I see Revelation in much the same way as the OT. God's promises require a response. If we disobey we reap the results. If we obey, He blesses and protects. In fact, in the OT God states He will not bring harm if the evil repent, or good if the good turn away (see Ezekiel 18). Obviously there are things in there that are unconditional, such as the return of Jesus to usher in the reign of everlasting righteousness. There is also the call to come apart from all that is exploitative, destructive and evil, to follow God’s way and not Satan’s. So we must conclude there is opportunity for universal repentance, for accepting God’s forgiveness, and avoiding the consequences of our rebellion.


God does not change (Malachi 3:6). He always has, and always will, require us ‘to do what is right, to love mercy, and walk humbly with God’ (Micah 6:8).

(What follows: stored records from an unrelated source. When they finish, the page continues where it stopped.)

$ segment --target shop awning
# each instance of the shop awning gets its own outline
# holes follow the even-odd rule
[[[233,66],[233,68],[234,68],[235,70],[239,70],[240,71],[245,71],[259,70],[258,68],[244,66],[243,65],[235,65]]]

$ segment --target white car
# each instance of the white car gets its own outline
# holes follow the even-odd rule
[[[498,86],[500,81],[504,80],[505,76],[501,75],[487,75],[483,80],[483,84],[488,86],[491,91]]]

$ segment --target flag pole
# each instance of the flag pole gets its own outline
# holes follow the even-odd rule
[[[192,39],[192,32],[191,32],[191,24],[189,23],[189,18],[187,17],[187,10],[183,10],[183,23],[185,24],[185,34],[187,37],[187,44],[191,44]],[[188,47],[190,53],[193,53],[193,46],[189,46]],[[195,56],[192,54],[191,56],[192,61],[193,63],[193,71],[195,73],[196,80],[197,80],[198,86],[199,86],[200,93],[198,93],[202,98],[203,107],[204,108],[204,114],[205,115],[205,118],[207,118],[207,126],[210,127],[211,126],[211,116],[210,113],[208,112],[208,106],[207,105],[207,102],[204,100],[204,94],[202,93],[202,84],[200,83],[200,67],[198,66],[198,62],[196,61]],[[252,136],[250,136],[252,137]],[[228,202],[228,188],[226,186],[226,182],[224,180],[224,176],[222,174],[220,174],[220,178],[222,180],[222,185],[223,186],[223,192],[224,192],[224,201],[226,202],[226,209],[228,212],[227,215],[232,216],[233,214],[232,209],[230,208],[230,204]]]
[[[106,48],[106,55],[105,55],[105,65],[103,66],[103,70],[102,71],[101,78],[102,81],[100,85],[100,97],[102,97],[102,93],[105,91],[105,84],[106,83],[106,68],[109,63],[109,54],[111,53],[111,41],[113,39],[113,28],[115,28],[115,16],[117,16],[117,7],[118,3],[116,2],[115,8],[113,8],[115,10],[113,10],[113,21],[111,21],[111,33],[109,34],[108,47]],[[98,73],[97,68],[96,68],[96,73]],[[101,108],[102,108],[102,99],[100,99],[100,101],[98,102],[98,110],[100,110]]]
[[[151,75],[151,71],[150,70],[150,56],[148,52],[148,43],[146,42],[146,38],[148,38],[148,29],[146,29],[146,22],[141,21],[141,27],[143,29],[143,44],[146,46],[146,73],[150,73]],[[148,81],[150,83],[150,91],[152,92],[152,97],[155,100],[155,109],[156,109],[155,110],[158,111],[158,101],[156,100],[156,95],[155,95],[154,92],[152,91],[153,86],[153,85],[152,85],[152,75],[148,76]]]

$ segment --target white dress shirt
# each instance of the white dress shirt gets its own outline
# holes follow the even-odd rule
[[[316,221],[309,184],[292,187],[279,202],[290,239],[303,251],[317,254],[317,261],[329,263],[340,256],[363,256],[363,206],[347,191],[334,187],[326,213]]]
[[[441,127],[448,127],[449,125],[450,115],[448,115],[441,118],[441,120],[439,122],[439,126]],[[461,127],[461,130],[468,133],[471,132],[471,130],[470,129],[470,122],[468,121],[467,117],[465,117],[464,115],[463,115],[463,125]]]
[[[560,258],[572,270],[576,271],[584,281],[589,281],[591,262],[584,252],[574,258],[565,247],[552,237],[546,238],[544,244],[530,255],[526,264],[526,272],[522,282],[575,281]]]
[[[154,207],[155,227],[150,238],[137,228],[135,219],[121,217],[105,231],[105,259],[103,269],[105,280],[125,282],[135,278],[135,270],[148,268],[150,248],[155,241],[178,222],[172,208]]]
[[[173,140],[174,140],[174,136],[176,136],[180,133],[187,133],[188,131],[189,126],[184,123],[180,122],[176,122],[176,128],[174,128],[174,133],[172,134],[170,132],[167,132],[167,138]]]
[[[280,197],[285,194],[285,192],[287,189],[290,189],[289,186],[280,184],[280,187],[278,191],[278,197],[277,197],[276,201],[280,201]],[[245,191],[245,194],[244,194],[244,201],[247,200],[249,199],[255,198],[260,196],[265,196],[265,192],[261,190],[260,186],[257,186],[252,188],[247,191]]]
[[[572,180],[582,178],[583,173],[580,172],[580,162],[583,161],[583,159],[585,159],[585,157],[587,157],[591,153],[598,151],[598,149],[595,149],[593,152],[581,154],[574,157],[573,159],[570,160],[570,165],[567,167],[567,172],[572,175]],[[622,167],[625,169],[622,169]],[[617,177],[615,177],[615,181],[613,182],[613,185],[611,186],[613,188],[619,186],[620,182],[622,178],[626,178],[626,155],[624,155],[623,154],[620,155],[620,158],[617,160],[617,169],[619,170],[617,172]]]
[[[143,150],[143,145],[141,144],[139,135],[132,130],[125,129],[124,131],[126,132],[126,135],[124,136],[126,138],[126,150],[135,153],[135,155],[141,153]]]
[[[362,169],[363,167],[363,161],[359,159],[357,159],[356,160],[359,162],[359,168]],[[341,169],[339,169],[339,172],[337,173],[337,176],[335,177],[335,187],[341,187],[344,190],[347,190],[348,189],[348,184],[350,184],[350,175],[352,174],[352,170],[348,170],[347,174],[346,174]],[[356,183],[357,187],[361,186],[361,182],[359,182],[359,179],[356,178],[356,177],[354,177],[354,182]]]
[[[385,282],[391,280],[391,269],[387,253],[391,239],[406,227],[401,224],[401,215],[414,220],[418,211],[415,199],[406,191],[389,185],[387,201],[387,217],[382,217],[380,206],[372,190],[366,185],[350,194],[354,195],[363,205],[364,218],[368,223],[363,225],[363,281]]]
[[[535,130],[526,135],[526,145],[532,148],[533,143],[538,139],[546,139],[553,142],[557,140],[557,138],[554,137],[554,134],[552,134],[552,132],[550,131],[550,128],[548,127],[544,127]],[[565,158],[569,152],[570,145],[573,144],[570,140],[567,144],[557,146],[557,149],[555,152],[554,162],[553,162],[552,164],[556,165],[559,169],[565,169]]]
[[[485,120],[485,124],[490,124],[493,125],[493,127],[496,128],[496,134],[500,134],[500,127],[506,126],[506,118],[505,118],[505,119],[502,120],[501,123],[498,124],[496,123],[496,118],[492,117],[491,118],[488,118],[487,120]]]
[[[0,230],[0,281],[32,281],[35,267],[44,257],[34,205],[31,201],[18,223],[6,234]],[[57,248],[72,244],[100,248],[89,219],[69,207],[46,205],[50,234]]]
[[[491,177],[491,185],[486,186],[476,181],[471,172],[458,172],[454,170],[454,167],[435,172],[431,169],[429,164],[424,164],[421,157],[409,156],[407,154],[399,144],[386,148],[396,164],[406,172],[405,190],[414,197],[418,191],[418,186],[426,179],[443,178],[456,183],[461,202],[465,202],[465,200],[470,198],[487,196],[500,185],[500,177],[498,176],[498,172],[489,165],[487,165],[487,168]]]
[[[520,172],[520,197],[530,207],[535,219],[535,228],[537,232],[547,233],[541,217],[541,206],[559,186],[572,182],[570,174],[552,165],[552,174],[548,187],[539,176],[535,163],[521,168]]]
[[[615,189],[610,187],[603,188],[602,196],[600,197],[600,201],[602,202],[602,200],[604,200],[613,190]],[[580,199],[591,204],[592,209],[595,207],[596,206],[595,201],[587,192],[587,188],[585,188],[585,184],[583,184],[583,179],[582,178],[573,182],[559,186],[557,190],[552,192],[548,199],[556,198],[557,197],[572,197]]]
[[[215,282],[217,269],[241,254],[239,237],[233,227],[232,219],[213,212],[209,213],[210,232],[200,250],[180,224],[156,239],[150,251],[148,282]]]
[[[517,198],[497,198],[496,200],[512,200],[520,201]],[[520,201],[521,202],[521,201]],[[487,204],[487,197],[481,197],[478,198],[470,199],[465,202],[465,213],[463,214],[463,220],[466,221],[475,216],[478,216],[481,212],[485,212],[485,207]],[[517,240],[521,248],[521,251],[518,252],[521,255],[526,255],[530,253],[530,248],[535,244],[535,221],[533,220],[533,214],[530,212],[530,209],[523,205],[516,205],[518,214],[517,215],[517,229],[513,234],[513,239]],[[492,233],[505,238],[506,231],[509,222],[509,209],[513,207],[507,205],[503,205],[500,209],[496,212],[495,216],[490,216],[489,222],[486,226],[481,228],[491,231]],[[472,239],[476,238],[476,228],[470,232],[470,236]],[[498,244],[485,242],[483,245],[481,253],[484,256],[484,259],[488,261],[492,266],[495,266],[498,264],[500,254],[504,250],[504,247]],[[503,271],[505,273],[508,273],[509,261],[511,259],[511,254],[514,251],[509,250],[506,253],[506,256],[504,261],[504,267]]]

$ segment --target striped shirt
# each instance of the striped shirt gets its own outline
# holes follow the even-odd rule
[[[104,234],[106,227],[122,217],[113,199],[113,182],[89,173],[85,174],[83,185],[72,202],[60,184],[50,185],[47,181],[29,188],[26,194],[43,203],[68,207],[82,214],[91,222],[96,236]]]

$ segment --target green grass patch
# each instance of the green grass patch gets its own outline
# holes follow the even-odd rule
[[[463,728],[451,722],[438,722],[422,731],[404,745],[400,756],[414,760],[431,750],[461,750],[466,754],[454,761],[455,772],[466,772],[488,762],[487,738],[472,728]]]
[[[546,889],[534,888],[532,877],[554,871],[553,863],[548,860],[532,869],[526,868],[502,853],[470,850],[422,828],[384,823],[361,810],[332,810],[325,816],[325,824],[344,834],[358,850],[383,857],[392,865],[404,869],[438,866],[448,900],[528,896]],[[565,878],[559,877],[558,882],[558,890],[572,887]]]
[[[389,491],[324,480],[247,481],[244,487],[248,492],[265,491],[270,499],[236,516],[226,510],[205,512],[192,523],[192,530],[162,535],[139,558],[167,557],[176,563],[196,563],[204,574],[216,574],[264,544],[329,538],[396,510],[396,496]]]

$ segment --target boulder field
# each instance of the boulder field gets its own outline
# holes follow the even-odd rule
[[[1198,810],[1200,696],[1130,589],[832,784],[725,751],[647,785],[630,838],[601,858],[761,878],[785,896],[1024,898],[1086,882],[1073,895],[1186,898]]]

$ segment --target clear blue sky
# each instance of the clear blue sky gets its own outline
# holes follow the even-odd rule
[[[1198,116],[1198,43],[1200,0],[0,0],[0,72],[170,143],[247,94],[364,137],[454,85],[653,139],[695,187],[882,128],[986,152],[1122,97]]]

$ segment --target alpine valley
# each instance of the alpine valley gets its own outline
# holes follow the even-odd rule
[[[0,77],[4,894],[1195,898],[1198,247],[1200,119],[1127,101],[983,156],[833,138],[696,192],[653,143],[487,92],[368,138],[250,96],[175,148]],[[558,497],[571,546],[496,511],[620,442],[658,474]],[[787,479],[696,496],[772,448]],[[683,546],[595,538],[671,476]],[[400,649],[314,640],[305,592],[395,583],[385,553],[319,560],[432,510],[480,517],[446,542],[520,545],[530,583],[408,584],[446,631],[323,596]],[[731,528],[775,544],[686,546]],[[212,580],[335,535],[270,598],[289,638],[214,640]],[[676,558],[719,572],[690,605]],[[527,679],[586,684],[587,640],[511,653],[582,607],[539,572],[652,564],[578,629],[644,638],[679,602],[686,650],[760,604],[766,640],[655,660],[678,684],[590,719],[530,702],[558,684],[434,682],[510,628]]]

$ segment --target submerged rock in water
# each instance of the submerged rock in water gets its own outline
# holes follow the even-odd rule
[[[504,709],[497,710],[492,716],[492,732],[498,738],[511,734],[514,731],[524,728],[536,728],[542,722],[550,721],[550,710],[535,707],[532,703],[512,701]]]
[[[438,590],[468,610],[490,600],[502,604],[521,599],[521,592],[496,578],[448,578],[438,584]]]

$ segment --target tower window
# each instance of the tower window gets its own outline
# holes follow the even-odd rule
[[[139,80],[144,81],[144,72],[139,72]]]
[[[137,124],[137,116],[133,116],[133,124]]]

I believe the symbolism of Revelation is meant to cause us to reflect on those Old Testament themes it reflects. It allows, or even mandates, us to recast the Old Testament prophetic call to all the world. Surely God wants the world to see the sharp contrast between that which He intended and that which we have created by walking away from Him.


It was God’s intent that Israel would be the model for the world, the nation through which the supremacy of His way stood out. We see this in Deuteronomy 4:5-8:


Look, I now teach you these decrees and regulations just as the Lord my God commanded me, so that you may obey them in the land you are about to enter and occupy.  Obey them completely, and you will display your wisdom and intelligence among the surrounding nations. When they hear all these decrees, they will exclaim, ‘How wise and prudent are the people of this great nation!’  For what great nation has a god as near to them as the Lord our God is near to us whenever we call on him? And what great nation has decrees and regulations as righteous and fair as this body of instructions that I am giving you today?


Has the time come for the the Church, the people of God, to ‘prophesy again about many peoples, nations, languages, and kings’ (Rev.10:11)?